27.04.2020 12:00 di Umberto De Santis Twitter:    Vedi letture
The dark side of the sport - Ecco perché il calcio deve giocare

Della conferenza stampa del Presidente del Consiglio Giuseppe Conte per far conoscere agli italiani la cosiddetta Fase 2, quella che potrebbe portarci verso l'uscita dell'emergenza totale e dall'isolamento completo in casa, ci rimarrà impressa la domanda su come sarà la fase 3 (che non c'azzecca, come avrebbe detto ai suoi tempi Antonio Di Pietro) e la fregola del corrispondete della Rosea Gazzetta del Calcio (lo sport è altra cosa, o almeno si dovrebbe leggere il quotidiano cominciando da fondo).

Ora il calcio è quello sport che in tutti gli articoli titolati a nove colonne minaccia - con cadenza quotidiana da almeno due mesi - un buco di 1 miliardo di euro.

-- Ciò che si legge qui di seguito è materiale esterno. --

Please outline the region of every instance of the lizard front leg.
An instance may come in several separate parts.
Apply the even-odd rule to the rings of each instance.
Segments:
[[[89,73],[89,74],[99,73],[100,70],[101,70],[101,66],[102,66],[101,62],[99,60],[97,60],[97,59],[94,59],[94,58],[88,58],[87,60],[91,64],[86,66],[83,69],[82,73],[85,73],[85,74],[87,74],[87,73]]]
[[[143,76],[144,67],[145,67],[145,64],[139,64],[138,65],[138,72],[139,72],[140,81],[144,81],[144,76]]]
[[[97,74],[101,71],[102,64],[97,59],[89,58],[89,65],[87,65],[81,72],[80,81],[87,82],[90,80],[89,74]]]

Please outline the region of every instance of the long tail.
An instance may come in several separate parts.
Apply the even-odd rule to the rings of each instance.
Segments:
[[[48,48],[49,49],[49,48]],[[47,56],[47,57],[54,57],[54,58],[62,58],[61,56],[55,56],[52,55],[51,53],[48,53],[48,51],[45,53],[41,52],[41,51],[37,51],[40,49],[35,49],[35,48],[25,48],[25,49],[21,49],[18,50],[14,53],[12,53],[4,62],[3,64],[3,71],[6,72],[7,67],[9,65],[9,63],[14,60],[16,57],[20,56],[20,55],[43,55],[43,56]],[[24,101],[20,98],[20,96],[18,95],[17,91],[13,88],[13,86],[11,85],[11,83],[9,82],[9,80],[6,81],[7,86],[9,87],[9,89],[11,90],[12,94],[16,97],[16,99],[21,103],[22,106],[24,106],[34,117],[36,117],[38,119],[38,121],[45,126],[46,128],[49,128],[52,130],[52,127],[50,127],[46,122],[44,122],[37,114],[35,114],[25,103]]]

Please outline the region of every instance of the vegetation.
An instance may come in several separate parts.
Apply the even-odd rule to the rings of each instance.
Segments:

I 40 milioni denunciati dalla serie A di pallacanestro non valgono nemmeno il deficit di una squadra media della serie A calcistica.

Hanno meso le mani avanti chiedendo centinaia di milioni di aiuti al governo e alle opposizioni, pietando la comprensione di chi oggi ha problemi per arrivare in fondo al mese, con tutto il terziario che non ricomincerà a vedere qualcosa prima del giugno inoltrato, e li sopporterà forse ancora per molto tempo.

Il sindaco di Venezia Luigi Brugnaro strillava ieri per la riapertura più o meno totale, ma chissà quando il turismo sarà in condizione di ricominciare e far lavorare i bar degli spritz delle calli...

Occorrerà la fiducia della gente al viaggio, la sicurezza del trasporto - specie quello aereo: mica possiamo noleggiare un charter per una sola famiglia per un weekend fuori porta!

Ora non fraintendete. Noi facciamo il tifo che in qualche modo il calcio possa portare a termine la stagione 2019-20, far felici Agnelli e Lotito in primis, far sborsare le ultime rate di contratto alle televisioni e (in misura più contenuta) agli sponsor, e magari alleviare le sofferenze da Coronavirus di tanti tifosi in astinenza da pallone.

Così da far tirare un sospiro di sollievo al Governo della Repubblica, da revocare una sollevazione mediatica finanziata dai proprietari delle squadre (guarda caso uno di loro lo è anche della Rosea).

E da poterlo mettere in condizione finalmente di progettare misure per l'altra faccia dello sport, quella che davvero non gira i miliardi e che potrebbe ricevere una mazzata incredibile per molti anni.

A costi, stavolta, comunque ridicolmente contenuti. Si salvi il calcio senza esborso di denaro pubblico, poi i vari Sport e Salute, CONI, FIP e quanti altri servano, provvedano alla bisogna. Vita tua, vita mea.